Project ID: 2009ND177B
Title: Effects of Iron Bacteria on Subsurface Tile Drains: Influence on Nutrient Transport
Project Type: Research
Start Date: 3/01/2009
End Date: 2/28/2010
Congressional District: 1
Focus Categories: Nitrate Contamination, Hydrology, Water Quality
Keywords: Tile Drainage, Nitrate Contamination, Irrigation, Iron Bacteria, Water quality
Principal Investigator: Korom, Scott F
Federal Funds: $ 4,000
Non-Federal Matching Funds: $ 8,000
Abstract: The reclamation of land by drainage has altered the American landscape since the earliest of settlements. Today, it is estimated that greater than 110 million acres of agricultural land in the United States is artificially drained. The use of subsurface drainage continues to grow in the Midwest and has allowed for reclamation of previously unproductive land for agricultural purposes.
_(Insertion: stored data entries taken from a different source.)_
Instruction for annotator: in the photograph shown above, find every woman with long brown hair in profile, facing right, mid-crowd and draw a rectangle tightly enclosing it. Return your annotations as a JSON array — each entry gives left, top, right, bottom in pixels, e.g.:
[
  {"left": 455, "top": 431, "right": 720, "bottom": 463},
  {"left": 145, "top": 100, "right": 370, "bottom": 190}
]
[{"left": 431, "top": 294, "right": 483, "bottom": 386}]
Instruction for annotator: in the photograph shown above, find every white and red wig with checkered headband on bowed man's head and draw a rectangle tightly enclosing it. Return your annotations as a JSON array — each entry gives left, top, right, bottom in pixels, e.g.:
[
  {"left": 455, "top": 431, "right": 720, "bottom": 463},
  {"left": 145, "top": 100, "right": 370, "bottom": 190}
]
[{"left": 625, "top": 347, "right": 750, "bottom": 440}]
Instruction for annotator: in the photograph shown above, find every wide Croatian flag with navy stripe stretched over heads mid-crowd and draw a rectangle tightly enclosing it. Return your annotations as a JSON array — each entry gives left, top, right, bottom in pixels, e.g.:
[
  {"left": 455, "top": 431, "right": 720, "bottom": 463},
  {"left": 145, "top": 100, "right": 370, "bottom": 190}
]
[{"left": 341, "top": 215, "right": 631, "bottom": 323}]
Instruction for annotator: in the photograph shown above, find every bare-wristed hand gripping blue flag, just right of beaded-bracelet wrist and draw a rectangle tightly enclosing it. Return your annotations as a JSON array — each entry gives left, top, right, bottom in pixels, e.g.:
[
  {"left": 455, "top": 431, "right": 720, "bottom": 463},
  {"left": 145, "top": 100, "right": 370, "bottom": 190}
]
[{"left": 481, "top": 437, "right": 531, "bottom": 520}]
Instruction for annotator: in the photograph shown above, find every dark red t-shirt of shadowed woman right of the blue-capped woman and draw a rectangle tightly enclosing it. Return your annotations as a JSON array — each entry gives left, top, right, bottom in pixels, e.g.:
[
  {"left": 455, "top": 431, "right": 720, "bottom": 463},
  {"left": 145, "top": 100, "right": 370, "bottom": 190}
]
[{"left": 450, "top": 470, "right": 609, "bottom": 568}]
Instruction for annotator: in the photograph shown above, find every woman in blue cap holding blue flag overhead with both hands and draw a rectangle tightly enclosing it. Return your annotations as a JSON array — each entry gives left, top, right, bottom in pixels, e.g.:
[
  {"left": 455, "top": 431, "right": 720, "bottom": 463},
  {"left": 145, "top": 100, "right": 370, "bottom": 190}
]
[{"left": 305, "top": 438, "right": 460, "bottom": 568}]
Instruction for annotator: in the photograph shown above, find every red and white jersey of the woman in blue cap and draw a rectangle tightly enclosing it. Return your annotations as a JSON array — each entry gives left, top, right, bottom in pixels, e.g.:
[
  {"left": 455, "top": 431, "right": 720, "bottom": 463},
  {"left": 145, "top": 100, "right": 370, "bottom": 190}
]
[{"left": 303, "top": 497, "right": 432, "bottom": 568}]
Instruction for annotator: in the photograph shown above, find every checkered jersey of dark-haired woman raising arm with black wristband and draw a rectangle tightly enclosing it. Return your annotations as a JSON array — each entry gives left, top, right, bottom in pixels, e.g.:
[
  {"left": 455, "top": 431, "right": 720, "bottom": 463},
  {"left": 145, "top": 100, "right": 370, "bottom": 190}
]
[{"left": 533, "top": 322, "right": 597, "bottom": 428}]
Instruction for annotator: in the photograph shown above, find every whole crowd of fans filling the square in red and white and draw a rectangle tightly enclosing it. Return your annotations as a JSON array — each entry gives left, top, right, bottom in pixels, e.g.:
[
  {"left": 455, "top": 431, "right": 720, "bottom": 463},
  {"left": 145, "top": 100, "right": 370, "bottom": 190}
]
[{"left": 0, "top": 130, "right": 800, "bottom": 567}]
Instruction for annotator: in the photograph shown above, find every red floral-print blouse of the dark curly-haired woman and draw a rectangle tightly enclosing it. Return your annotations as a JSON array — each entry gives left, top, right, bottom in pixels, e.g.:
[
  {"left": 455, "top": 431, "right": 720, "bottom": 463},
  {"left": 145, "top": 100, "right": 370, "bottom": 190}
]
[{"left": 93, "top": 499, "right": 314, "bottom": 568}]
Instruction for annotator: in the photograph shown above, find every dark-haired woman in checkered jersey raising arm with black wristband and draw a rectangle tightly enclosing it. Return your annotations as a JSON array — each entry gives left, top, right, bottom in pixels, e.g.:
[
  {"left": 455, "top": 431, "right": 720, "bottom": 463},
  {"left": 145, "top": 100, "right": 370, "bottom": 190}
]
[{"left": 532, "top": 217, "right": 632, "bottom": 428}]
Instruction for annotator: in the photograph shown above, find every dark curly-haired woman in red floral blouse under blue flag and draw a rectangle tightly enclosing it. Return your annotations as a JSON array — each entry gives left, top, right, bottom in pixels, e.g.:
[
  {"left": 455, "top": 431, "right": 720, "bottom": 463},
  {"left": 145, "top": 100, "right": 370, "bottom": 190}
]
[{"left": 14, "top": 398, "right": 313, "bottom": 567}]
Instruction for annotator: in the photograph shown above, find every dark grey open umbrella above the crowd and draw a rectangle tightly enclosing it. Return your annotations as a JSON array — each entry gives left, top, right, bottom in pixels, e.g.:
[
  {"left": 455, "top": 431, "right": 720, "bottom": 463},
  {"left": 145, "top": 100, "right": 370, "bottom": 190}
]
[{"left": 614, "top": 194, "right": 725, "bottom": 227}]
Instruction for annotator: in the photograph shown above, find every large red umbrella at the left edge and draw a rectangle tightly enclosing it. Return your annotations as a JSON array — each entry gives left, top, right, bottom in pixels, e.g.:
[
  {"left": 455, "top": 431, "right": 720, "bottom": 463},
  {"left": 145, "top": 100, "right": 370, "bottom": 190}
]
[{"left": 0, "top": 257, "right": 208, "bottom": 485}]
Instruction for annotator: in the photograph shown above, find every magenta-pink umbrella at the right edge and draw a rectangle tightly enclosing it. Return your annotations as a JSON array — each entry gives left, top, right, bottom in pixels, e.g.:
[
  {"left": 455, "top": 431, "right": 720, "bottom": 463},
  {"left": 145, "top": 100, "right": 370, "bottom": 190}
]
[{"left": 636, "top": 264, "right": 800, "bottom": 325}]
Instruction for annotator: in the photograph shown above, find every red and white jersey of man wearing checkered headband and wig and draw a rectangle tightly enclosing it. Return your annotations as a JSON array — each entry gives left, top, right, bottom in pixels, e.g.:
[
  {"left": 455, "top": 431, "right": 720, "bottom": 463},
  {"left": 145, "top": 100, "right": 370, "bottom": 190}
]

The use of subsurface drainage is a double-edged sword; it is estimated that the principal contributor of nitrogen inputs in the Gulf of Mexico and the North Atlantic Ocean are agricultural in origin. Subsurface drainage bypasses the reduced zones where denitrification is most likely to occur, contributing to higher nitrate yields as it is discharged directly to surface water. Remediation of nitrate contaminants is effectively completed through the process of denitrification, typically through natural attenuation. This naturally occurring process reduces nitrate (NO3-) to harmless nitrogen gas. The objectives are to determine denitrification rates in the aquifer sediments, denitrification rates in the gravel envelop surrounding the tile drains, and quantities of P and NH4+-N uptake and denitrification taking place in the drains. The aim of this study is to develop a procedure for subsurface drainage cleaning that optimizes hydraulic efficiency and reduces nutrient transport.